SEC to Increase Onsite Advisor Exams

Expect a "significant" increase in onsite exams within the next six months, SEC official Natasha Greiner says.

The Securities and Exchange Commission plans to “significantly” increase onsite exams of advisors within the next six months, Natasha Greiner, deputy director of the SEC’s Division of Examinations, said Thursday.

In 2022, the SEC examined approximately 15% of RIAs.

This exam rate was “achieved despite continued growth” in the RIA industry, Greiner said during a meeting of the SEC’s Investor Advisory Committee. There are now 15,500 SEC-registered RIAs, she said.

“Going forward, as the industry continues to grow and change, maintaining our coverage ratio can only be achieved with sustained investments in human capital and technology resources,” Greiner said.

Under the Consolidated Appropriations Act of 2023, the SEC received $2.2 billion, an increase of $210 million from fiscal year 2022.

Greiner said the funding boost would allow the agency to hire additional staff, many of which will be within the exam division.

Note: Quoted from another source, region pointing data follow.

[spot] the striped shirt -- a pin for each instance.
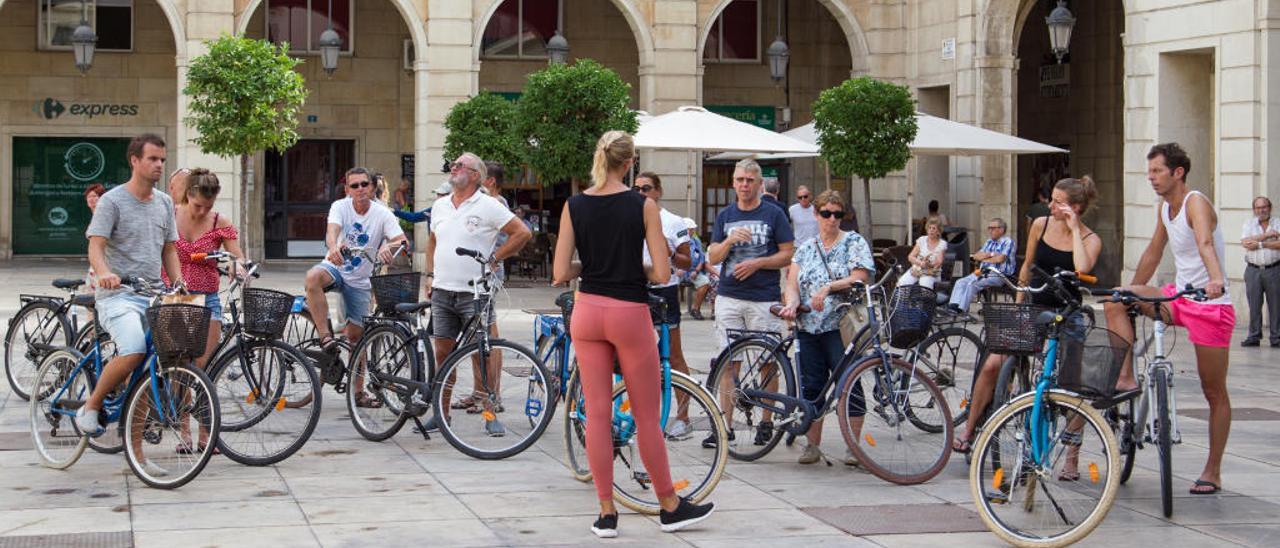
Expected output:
(1002, 246)
(1261, 256)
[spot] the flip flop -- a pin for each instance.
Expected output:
(1202, 483)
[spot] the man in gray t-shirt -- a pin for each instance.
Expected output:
(132, 234)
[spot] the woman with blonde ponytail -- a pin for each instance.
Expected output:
(609, 227)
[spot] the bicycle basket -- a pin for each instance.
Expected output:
(391, 290)
(1011, 328)
(266, 311)
(1089, 365)
(178, 332)
(910, 315)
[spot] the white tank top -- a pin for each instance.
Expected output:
(1187, 260)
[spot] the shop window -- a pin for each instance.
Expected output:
(735, 35)
(300, 23)
(112, 21)
(520, 30)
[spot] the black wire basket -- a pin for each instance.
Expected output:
(266, 311)
(910, 315)
(1011, 328)
(178, 332)
(1091, 364)
(391, 290)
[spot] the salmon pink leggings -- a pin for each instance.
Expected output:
(604, 328)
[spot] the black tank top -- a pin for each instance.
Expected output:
(609, 234)
(1050, 260)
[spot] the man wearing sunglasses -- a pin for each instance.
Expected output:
(999, 252)
(801, 217)
(355, 222)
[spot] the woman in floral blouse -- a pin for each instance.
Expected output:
(822, 269)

SEC Chairman Gary Gensler noted during his opening remarks at the meeting that advisors “play an expansive and expanding role in our markets and in Americans’ lives.”

Investment advisors, Gensler said, “have 53 million separately managed accounts, of which 51 million are individual accounts. They advise hedge funds, mutual funds, money market funds, and other institutional investors. In total, they have more than $125 trillion of assets under management.”

The exam division has “maintained a 15%” exam coverage rate during the past three years of the pandemic, Greiner said.

In March 2020, the agency “shifted to primarily exams where we don’t go onsite, and we were able to maintain our coverage amount during those years,” Greiner said.

Exam staff, she continued, “will be returning back to the office at the end of March, so with that being said, we’ve already started conducting onsite exams … and we plan to continue to increase our onsite presence.”

Said Greiner: “You’ll see a bit of a hybrid” approach to exams, but there will also be a “likely significant increase in onsite presence in the next six months as we transition back to the office.”

Michael Canning, principal and founder of the LXR Group in Washington and a former director of government affairs at the North American Securities Administrators Association, told ThinkAdvisor Thursday in an email that the SEC’s 15% annual exam rate of advisors “is clearly too low.”

The SEC exam division “has done its best to keep pace, including through technology and efficiencies, but the agency is struggling to keep pace, today’s IAC meeting reinforced that impression,” Canning said.

Exactly how to increase RIA exams “is much trickier than it appears,” Canning opined.